The young eco-warriors are recycling their empty crisp bags with waste management company TerraCycle, and they are making their school and community garden a packet.

Shirley Spence from the Edible Community Garden explained how the pupils are making money from rubbish.

“I was discussing with the steering group of the Edible Garden about how to raise funds for the garden and suggested looking into recycling.

“We have a volunteer at the Edible Garden who has taught the children how to recycle crisp packets into plant holders.

“I researched recycling companies and found TerraCycle. They recycle non-recyclable waste which diverts millions of pounds of waste from landfill and incinerators. They give points as rewards which are exchanged for cash to go back to the people who send stuff to be recycled.”

Not only are the pupils going green and waging a war on plastic, their rubbish is creating watering cans, ping pong tables, planters, picnic tables and even playground equipment.

Shirley added: “I spoke with the headteacher Keith Belleville at the school about recycling crisp packets and the proceeds would go to the Edible Garden and the school. We discussed further recycling opportunities I had applied for and he agreed it was a great idea and we should go ahead. It would also teach the children how to reduce their carbon footprint and stop non-recyclable waste going to landfill.”

As well as crisp packets, there are other recycling projects in the pipeline, and children will be bringing in their old toothbrushes and empty toothpaste tubes, as well as hair product packaging and other food packaging.

The school is now collecting for Burt's Bees and has a recycling station for make-up, including empty lipsticks, lipsalve, mascara tubes and wands, eyeshadow palettes, make-up wipe packets and empty product tubes.

Two primary five pupils, passionate about reducing plastic waste in their school, were appointed as recycling ambassadors last month.

Emma Humphreys and Sophie Cotter are actively encouraging other children to put their waste in the appropriate bins.

Shirley addressed the school assembly to talk about recycling and said she was “very encouraged” to witness seven children come back into the hall to put their crisp packets in the recycling box.

“The children at the school are very enthusiastic about recycling and reducing waste and their carbon footprints. They already have an Eco Group in school. Food waste from the nursery and school gets taken to the Edible Garden for composting,” added Shirley.
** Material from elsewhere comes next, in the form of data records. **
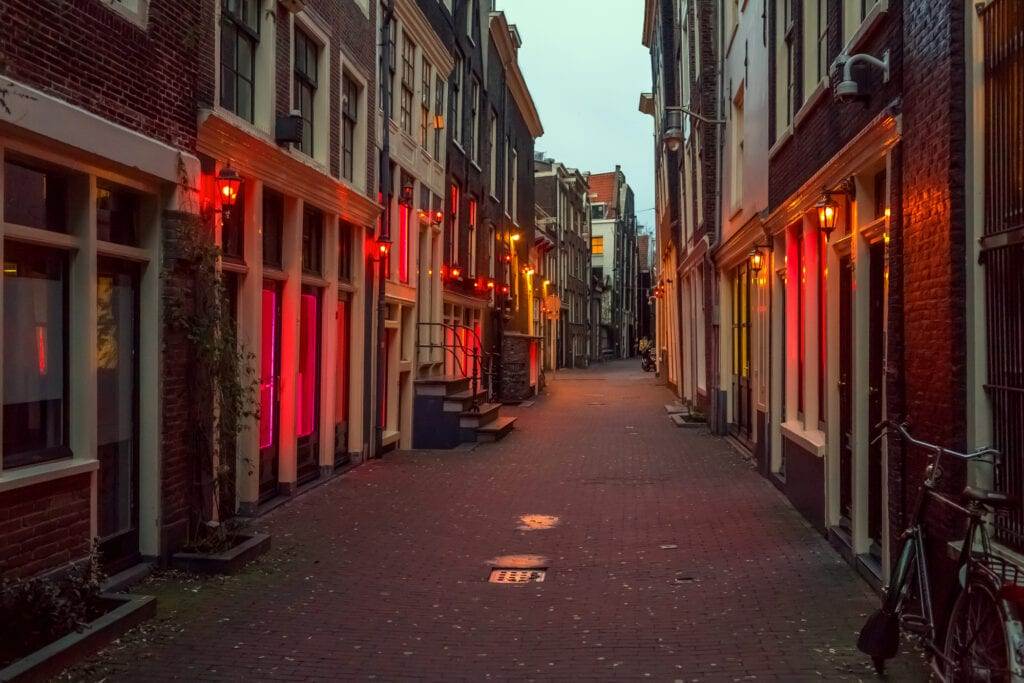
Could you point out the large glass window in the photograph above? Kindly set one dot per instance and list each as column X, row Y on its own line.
column 306, row 58
column 35, row 348
column 36, row 197
column 239, row 39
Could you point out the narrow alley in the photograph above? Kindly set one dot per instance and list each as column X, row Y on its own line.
column 668, row 557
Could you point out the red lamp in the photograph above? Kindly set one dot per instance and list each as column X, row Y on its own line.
column 228, row 184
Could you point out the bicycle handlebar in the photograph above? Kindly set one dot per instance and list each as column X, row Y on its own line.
column 889, row 425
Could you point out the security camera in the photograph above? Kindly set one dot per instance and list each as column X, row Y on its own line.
column 848, row 90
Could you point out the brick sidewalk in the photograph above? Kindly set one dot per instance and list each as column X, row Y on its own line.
column 381, row 573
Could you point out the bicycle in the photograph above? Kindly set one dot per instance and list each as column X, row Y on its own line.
column 983, row 639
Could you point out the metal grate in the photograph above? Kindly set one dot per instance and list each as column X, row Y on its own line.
column 1003, row 248
column 516, row 577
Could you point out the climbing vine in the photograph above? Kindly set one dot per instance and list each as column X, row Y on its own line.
column 220, row 373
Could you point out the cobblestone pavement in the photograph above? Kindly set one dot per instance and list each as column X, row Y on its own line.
column 672, row 559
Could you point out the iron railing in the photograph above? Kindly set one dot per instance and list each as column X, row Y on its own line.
column 1003, row 247
column 466, row 350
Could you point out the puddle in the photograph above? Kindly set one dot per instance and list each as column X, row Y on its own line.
column 537, row 522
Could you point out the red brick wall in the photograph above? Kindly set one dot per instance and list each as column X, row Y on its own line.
column 92, row 56
column 44, row 526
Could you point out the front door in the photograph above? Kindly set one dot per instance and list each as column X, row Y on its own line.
column 876, row 369
column 117, row 412
column 269, row 399
column 846, row 393
column 741, row 351
column 307, row 386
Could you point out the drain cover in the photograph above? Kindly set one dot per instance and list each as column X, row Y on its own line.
column 508, row 575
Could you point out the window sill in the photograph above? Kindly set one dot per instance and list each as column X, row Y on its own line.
column 33, row 474
column 811, row 102
column 809, row 439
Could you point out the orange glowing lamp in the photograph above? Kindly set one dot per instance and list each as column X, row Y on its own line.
column 228, row 184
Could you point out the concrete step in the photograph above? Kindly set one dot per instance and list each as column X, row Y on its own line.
column 497, row 430
column 474, row 419
column 441, row 386
column 460, row 402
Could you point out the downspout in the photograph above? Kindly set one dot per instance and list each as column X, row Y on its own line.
column 384, row 173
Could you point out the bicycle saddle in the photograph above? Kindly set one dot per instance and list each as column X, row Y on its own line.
column 989, row 498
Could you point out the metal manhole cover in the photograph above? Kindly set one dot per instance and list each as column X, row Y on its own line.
column 508, row 575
Headteacher Keith Belleville said the school is delighted to be working with the Edible Garden group to collect a whole host of recyclates in school.
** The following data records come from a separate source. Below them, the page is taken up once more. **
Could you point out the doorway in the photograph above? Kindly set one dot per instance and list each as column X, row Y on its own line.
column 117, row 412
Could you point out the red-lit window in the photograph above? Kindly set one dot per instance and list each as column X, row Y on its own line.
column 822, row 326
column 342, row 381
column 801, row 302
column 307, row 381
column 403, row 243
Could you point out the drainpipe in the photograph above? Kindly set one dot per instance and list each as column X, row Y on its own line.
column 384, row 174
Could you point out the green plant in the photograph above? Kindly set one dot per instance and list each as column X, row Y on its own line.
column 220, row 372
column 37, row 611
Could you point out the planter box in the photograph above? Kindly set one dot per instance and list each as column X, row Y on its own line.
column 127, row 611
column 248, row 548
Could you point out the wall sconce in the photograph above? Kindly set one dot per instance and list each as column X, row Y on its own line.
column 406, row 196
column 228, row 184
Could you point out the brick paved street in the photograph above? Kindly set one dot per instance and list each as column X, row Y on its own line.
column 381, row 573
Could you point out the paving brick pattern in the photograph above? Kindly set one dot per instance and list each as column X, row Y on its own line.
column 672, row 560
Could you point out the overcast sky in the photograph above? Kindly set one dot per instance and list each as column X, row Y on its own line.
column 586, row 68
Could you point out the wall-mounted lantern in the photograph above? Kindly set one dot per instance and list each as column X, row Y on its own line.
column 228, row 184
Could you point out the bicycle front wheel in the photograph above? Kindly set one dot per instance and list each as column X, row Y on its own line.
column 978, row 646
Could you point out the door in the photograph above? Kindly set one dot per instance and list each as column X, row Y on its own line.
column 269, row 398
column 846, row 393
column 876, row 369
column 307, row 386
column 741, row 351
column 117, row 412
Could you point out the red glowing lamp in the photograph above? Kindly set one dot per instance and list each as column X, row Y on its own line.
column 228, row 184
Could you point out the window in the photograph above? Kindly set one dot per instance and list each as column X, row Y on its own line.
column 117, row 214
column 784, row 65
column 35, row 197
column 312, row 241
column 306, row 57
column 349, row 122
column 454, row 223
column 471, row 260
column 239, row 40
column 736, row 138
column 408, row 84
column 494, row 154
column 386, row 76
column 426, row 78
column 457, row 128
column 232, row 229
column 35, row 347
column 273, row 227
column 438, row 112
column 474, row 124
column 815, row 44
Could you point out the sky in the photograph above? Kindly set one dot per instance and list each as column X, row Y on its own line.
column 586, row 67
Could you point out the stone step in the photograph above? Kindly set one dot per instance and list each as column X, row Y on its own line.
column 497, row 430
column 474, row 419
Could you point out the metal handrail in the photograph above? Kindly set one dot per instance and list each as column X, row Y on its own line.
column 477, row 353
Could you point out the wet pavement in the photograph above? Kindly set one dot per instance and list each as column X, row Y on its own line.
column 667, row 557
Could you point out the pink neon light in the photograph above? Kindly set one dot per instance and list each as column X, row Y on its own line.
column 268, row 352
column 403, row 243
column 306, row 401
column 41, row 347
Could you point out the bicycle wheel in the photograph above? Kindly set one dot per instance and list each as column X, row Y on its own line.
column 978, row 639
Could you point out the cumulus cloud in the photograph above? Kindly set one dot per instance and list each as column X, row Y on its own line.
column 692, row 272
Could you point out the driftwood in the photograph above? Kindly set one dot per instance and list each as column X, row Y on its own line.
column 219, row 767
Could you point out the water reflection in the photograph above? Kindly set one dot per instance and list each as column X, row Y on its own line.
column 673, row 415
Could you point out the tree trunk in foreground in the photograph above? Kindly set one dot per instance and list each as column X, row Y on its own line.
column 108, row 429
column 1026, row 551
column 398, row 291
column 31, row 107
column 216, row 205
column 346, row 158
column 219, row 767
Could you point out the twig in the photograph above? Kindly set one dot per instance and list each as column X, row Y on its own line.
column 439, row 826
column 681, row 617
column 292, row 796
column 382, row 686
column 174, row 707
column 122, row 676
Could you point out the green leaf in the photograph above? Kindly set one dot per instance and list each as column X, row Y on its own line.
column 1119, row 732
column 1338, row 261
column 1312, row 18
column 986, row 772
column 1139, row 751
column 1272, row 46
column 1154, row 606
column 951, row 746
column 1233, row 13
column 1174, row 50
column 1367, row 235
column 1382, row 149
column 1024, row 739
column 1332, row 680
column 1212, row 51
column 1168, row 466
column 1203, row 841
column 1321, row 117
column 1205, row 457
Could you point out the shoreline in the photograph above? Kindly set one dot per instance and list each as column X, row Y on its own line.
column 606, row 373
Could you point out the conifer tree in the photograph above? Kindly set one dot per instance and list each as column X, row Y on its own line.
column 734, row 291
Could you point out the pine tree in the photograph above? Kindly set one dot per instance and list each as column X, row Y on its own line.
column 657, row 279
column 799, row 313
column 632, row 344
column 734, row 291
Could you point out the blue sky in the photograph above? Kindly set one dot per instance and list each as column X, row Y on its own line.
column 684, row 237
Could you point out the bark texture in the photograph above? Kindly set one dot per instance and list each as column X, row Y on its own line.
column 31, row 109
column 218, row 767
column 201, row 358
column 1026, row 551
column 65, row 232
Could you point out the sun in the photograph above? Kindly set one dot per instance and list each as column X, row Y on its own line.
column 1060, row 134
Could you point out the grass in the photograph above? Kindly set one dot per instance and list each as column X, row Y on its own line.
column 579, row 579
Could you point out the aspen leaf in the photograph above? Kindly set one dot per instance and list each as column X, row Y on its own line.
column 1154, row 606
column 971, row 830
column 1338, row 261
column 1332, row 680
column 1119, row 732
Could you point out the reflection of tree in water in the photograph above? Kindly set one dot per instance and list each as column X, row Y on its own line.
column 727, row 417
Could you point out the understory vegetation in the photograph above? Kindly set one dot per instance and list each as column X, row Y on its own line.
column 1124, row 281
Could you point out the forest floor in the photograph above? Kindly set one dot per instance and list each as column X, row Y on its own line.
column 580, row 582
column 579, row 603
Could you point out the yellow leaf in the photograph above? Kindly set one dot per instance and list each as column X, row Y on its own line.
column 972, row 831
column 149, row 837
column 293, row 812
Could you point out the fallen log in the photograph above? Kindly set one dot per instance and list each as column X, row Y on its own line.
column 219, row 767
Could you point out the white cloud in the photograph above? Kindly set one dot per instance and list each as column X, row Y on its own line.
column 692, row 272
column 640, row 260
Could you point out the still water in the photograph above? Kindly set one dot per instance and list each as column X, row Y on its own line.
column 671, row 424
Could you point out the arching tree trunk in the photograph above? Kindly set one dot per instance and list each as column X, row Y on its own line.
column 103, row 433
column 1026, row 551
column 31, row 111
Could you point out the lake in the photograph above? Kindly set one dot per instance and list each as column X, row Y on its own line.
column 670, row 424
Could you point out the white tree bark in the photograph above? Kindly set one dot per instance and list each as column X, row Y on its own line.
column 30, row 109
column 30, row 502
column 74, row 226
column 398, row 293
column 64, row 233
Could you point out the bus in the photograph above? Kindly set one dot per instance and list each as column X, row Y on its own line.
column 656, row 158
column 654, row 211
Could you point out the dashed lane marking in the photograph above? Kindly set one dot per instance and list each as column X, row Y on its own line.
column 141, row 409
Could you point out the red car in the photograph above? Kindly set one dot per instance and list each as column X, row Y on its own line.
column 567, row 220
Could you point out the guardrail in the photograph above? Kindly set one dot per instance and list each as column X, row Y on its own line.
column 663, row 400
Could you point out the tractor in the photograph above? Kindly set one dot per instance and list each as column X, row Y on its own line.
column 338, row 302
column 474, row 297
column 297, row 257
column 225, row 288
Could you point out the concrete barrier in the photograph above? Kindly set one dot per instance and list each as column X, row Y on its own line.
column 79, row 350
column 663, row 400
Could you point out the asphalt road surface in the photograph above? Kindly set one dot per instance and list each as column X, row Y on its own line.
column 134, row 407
“The children have responded so well to the initiative and I’m sure that our recycling activities will not only have a positive impact on the environment, but also encourage good habits in our children and families by providing the facilities to collect and recycle.”

And the community can become part of the green machine. Boxes are placed in St Ronan's Youth and Community Centre and Katie Charters No.6 Hair Design, for members of the public to deposit their recycling in.